Однако по сообщениям из других храмов ИСККОН (кроме Калькутты, помню еще фото большой инсталляции из Майапура), видно, что они Говардхана-пуджу уже несколько лет как проводят иначе: обходя инсталляцию, а не съестной Говардхан.   

Вложение 9892Вложение 9893

Вложение 9894Вложение 9895

----------


## Vyacheslav V.P.

> Суть темы в том, что поедание изображения Бога или Его лучшего слуги - это не основанная на шастрах спекуляция. Представьте, что вы пригласили любимого человека в гости, сделали его съестное изображение, ему же предложили, навроде чтобы порадовать, и потом у него на глазах его изображение с удовольствием съели. Кто вы после этого?  
> 
> Карму невежественными деяниями не смягчают. 
> 
> *Цитата из Ману-самхиты относится к изображению животного, а не Говардхана*.


А, спасибо большое, я действительно напутал. Дело в том, что встречаются немного фанатично настроенные преданные, которые не только торты в форме Божеств или Говардхана, а и прасадные изображения животных приписывают к ереси  :smilies:  Лично мне тоже не нравилось бы кушать также изображение и коровы, лебедя или пр. (даже если шастры, в отличие от изображений Божеств, этого не запрещают - просто неприятно, дело вкуса), но сам к такому явлению отношусь терпимо. В случае же описанного Вами я совершенно согласен, что следует подобного избегать.

Помню, когда я лет 6 назад еще кушал шоколад, то первое изображение, которое не смог есть, - это были шоколадные Деды Морозы. Я тогда почти ничего еще не знал о преданном служении, но старался быть вегетарианцем. И кушать хоть и шоколадную, но фигурку человека стало как-то это... ну не очень, в общем, приятно  :smilies:

----------


## Ольга Ч.

Я использую для Говардхана-пуджи обычную землю,добавляя в нее щепотку навоза, поскольку полностью ее сделать из навоза проблематично. Украшаю цветами и листьями. После того, как разбираю инсталляцию, убираю землю на хранение на следующий год. 

* Raja Kumari dasi*
Спасибо большое за ссылки.

А откуда пошел в Исккон этот варварский обычай делать сладкий Говардхан, призывать в него Бога, а потом его расчленять и съедать? Ведь кто-то же первый начал?

----------


## Raja Kumari dasi

> Я использую для Говардхана-пуджи обычную землю,добавляя в нее щепотку навоза, поскольку полностью ее сделать из навоза проблематично. Украшаю цветами и листьями. После того, как разбираю инсталляцию, убираю землю на хранение на следующий год.


Очень интересно. А может быть, чтобы Говардхан не съедали по недоразумению, Кришна и сказал : делать холм из навоза!  (некоторым лишь бы что-то съесть))).

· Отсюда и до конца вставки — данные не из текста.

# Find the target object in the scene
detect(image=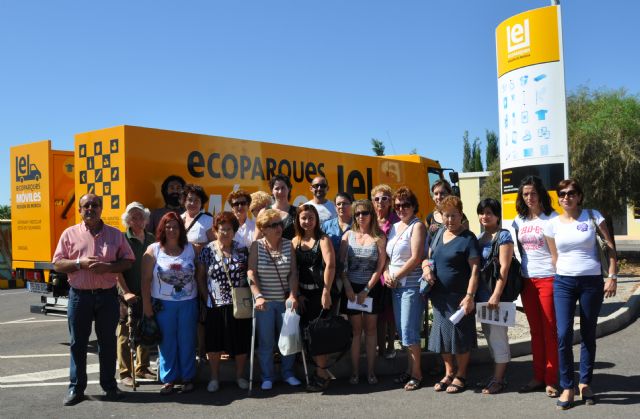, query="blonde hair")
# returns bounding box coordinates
[256,208,282,231]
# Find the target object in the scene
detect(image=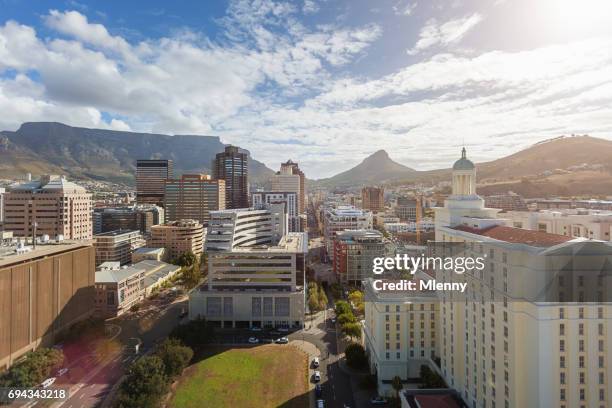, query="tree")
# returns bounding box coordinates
[155,338,193,380]
[342,323,361,339]
[391,375,403,398]
[117,356,169,408]
[338,312,357,325]
[344,343,368,368]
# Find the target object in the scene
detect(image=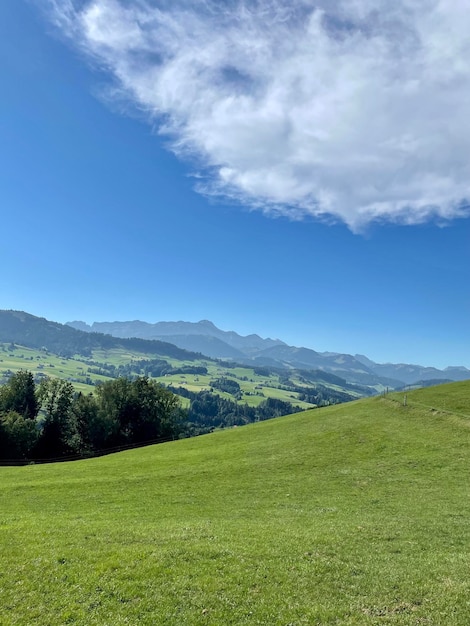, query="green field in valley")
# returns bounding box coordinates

> А откуда пошел в Исккон этот варварский обычай делать сладкий Говардхан, призывать в него Бога, а потом его расчленять и съедать? Ведь кто-то же первый начал?


Да сейчас уже никто не узнает, кто первый. Может быть, узнаем только, кто последний сдастся и прекратит).  

Я тоже так делала годами в начале 90-х - ну просто не думаешь, что это странно, наобарот, кажется, что это ведь классное служение, уметь сделать голубые прозрачные озера, лебедей из теста. Дети бедные, столпятся вокруг вывезенного холма, такие красоты. А ведь по правилам, их не допускают смотреть на подношение бхоги ) Да еще все не вкушавшие, дорога в храм, служение, лекция, киртан. 

Мне не то что варварским сейчас кажется, а смешным... Это от невежества, отсутствия знания. Такие тонкости надо, чтобы кто-то пояснял... Нам подробности не объясняли толком - вначале все были сосредоточены на _чуде основной канвы лилы_: как и почему Кришна Говардхан поднял. Потом с каждым годом то один гуру, то другой, начали пояснять про _расы_ Кришны с разными жителями Вриндавана. Ну вот сейчас наконец стало максимально интересно, как оно на самом деле все было в подробностях и как же это праздновать можно.  

Это означает, сознание расширилось, а раньше мы это почему-то не вмещали, были как малые дети, просматривающие упрощенные комиксы по Кришна-лиле ) 

А вам сразу странным казалось, с самого начала ?  :smilies:

----------


## Валентин Шеховцов

> первое изображение, которое не смог есть, - это были шоколадные Деды Морозы


А есть пищу, в которой в каждом атоме находится Параматма разве легче?




> откуда обычай делать сладкий Говардхан, призывать в него Бога, а потом его расчленять и съедать?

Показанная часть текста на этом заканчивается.